Entre los nombres a tener en cuenta –y a indagar, ya que el mayor problema acá es acceder a estos libros– están los de Jorge Enrique Lage (cuya novela La autopista: the movie está entre lo mejor de la narrativa latinoamericana del siglo XXI), Ordany Morales, Anisley Negrín, Ahmel Echevarría y Legna Rodríguez Iglesias, nacidos a fines de los años 70 o ya (como Rodríguez Iglesias) promediados los 80. En el caso de esta, se ha vuelto más fácil acercarse a su obra, porque Alfaguara editó su serie de relatos/episodios Mi novia preferida fue un bulldog francés. Son 15 textos que, leídos por separado, funcionan como cuentos, pero que en sucesión –y siguiendo el hilo que va armándose con sus introducciones, presentadas en una tipografía más grande y con una disposición en la página que sugiere más poesía que narrativa–, diseñan bellamente un universo ficcional y una suerte de arco narrativo que se lee como un espejismo o un holograma tembloroso.
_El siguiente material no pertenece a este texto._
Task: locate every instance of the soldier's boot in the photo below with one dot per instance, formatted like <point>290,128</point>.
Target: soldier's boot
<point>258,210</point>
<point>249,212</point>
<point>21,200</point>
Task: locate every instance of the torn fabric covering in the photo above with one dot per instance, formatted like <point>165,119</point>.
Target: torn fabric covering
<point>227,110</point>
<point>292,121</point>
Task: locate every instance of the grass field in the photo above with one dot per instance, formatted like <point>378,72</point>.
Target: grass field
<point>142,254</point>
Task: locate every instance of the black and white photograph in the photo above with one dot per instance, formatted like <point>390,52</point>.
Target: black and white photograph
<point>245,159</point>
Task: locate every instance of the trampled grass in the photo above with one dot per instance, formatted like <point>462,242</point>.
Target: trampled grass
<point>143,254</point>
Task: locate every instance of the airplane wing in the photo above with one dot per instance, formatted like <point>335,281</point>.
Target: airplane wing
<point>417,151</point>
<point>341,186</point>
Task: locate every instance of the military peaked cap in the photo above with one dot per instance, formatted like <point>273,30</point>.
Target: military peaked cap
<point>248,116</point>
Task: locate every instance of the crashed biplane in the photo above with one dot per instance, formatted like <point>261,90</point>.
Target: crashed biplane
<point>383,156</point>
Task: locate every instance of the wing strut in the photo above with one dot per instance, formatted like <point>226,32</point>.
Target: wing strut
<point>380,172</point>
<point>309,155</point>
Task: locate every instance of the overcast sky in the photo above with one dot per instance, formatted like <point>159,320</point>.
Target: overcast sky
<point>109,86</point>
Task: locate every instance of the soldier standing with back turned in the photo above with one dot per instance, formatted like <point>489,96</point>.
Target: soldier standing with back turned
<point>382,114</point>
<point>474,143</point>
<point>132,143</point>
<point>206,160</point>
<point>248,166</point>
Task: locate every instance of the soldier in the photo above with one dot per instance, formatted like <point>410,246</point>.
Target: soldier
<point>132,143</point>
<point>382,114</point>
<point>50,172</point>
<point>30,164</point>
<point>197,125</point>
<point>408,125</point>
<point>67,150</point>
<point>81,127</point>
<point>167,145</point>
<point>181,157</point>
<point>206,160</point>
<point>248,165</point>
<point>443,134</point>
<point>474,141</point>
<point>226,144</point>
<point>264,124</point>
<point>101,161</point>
Quizá algunos de esos textos funcionan independientemente mejor que otros, pero todos apuntalan esa sensación de otredad y a la vez de familiaridad que quería señalar con la referencia a universos paralelos. La prosa, si bien nunca se configura en algo parecido a una trabazón barroca, ni convoca la aspereza textural de términos rimbombantes, logra con su economía de medios diseñar un ambiente extraño, descolocado, que opera en miradas sorprendentes, en una lógica narrativa singular y en la evocación desdramatizada –y por eso sumamente efectiva– de ciertos horrores: en especial los de la burocracia y el control estatal de los cuerpos, tanto que, por momentos, en los dos mejores relatos (“Clítoris” y “Monstruo”), la referencia consabida a Kafka parece acercarse temblorosamente al cine de David Cronenberg.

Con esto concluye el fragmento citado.